December Corn Coiling for a Breakout

Dana Mantini
By  Dana Mantini , Senior Market Analyst
Here is a daily chart of December corn futures that shows a symmetrical triangle pattern, with the upper trendline near $5.95 and the lower trend line figuring $5.45. A convincing close either side of that range is likely to lead to a new leg on corn.


For the past three months, December corn has traded in a narrowing range, with lower highs and higher lows. December appears to be coiling in a triangle chart pattern, likely to result in a breakout one way or the other. For the past two to three weeks, new-crop corn has been glued to the $5.50 area. With the ongoing drought conditions in the Dakotas and Minnesota a,nd hot and dry weather in the Western Plains, the logical direction for corn yields would be to move lower from USDA's record large projection of 179.5 bushels per acre. However, as bad as the Western Corn Belt and Northern Plains might be, the Eastern Corn Belt could possibly have record or near record yields. It is likely that a convincing break and close above $5.95 or below $5.45 would signal the next big move for December corn. Thursday's USDA August report could give us some clue as to what direction corn might go.


Although November canola futures recently had a healthy correction from recent highs, it still appears as if the market is consolidating in a bull flag chart pattern. Expectations by private analysts are for Canada's canola production to possibly fall as low as 15 million metric tons (mmt) or lower, as drought has enveloped much of the Canadian Prairies. Although both palm and bean oil futures have also retreated from the highs, world veg oil markets remain bullish with tight supplies and solid demand. The spread of COVID-19's delta variant has thrown some caution into demand lately.

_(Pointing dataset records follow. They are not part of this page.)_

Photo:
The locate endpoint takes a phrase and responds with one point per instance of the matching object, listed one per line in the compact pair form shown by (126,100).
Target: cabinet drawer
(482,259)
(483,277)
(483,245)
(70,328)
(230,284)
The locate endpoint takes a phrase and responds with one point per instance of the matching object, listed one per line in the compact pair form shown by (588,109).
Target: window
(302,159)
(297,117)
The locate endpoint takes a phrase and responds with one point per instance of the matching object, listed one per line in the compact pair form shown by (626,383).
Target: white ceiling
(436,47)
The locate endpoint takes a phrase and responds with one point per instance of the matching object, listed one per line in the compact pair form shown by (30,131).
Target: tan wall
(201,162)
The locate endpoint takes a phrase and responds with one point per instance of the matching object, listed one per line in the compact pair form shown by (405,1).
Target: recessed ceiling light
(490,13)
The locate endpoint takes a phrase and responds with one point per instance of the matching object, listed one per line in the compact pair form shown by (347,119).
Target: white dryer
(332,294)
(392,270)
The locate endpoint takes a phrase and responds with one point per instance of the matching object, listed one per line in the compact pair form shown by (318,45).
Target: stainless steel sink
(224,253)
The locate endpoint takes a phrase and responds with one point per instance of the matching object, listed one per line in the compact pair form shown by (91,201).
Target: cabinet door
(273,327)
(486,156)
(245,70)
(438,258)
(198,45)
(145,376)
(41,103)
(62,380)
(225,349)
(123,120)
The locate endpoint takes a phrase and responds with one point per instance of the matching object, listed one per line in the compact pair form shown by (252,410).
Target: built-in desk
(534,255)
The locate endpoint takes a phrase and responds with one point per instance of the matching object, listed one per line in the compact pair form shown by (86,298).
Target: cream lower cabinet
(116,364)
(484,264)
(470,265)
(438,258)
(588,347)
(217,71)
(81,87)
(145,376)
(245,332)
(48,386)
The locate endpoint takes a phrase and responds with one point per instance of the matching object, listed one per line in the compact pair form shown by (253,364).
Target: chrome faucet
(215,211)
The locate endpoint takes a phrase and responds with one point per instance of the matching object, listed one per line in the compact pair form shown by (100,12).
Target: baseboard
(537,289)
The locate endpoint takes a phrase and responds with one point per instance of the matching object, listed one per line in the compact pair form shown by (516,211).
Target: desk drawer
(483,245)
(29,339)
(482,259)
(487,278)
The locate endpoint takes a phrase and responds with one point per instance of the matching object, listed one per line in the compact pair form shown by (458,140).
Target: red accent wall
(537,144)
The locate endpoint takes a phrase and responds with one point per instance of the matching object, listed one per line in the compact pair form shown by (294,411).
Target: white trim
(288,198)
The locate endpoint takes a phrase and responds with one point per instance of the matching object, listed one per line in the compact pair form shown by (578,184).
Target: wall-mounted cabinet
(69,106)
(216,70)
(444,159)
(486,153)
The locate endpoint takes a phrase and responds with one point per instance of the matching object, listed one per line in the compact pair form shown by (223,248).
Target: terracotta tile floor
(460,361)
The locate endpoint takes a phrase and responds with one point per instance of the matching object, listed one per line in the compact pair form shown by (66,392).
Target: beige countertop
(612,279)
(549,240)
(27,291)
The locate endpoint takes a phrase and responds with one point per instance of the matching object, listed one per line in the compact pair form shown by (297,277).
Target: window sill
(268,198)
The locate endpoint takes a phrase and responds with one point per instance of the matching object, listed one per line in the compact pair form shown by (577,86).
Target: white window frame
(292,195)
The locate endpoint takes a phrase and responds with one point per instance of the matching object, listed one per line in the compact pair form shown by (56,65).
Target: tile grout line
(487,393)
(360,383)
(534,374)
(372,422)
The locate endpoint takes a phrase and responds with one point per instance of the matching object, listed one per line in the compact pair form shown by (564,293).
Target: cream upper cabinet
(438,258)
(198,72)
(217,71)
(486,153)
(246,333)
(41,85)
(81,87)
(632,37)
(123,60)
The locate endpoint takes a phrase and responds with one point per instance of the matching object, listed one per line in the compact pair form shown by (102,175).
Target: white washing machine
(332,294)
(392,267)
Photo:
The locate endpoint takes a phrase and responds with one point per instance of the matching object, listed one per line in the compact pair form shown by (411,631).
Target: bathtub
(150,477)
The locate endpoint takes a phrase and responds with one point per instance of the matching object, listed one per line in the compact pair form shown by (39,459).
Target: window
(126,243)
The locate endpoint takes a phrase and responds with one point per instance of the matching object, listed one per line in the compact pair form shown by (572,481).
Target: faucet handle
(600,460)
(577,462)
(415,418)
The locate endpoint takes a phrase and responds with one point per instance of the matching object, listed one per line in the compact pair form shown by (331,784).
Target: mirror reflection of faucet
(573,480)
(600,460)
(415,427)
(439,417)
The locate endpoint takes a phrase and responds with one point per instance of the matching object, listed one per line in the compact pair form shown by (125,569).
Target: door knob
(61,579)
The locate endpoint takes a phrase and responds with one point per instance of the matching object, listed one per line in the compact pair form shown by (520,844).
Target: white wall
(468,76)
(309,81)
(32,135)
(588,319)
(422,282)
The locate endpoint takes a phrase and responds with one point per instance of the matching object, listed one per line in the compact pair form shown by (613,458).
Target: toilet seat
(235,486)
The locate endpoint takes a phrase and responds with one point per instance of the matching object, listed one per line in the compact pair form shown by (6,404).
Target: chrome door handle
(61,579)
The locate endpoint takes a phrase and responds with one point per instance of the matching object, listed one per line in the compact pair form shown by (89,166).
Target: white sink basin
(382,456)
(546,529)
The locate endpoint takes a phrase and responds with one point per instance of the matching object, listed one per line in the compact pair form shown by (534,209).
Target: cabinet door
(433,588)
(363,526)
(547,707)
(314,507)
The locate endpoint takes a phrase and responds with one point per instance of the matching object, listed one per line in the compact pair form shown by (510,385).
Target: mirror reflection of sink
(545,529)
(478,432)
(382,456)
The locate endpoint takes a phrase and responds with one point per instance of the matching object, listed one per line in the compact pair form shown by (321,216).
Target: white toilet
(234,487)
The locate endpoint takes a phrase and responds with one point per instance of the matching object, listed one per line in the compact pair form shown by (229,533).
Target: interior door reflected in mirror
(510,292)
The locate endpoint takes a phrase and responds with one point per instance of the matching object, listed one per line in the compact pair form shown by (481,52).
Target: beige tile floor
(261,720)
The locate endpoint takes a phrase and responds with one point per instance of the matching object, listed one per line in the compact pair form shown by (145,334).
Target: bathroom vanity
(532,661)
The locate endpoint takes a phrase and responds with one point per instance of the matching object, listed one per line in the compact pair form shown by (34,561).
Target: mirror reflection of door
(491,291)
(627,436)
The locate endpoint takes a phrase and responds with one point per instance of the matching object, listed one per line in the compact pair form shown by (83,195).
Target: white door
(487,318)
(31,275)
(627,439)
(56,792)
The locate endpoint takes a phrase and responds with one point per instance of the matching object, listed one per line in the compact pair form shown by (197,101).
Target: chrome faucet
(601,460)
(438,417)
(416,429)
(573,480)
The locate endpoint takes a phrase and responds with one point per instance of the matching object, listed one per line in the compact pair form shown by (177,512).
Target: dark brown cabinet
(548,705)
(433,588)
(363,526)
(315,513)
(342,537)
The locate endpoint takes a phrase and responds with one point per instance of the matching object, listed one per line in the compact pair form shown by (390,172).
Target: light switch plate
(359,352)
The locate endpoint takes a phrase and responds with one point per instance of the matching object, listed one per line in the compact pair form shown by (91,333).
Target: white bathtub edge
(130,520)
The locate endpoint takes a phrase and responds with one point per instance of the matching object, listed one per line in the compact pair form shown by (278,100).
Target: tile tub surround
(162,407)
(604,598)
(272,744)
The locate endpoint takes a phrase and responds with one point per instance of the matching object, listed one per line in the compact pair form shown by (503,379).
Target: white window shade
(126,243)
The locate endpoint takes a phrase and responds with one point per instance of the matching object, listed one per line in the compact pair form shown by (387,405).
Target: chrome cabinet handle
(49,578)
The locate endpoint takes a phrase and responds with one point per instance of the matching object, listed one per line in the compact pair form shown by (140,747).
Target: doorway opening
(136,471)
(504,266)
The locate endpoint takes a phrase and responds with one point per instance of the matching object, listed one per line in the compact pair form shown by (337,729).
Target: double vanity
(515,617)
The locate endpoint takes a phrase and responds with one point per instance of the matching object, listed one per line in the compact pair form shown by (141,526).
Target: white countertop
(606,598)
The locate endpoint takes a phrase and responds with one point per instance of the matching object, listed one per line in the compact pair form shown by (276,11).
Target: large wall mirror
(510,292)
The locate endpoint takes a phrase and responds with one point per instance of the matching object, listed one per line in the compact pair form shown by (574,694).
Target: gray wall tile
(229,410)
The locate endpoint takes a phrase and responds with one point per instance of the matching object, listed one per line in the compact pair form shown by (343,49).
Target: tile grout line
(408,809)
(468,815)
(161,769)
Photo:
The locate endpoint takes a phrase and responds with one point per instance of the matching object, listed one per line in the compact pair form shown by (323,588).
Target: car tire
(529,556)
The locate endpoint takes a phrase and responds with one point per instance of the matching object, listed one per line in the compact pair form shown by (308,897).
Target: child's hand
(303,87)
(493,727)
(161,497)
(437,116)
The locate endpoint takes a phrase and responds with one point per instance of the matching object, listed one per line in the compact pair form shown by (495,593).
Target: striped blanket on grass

Recent strength in the U.S. Dollar Index has inserted a bearish factor into commodities, although it has done little so far to offset declining wheat production and solid demand for wheat. However, a rally and close above the $93.50 level (currently at $92.81) could send ag commodities lower. That is something to keep an eye on, especially if the Federal Reserve decides to raise interest rates to offset the rampant inflation that we have seen lately.


Comments above are for educational purposes and are not meant to be specific trade recommendations. The buying and selling of grain and soybean futures involve substantial risk and are not suitable for everyone.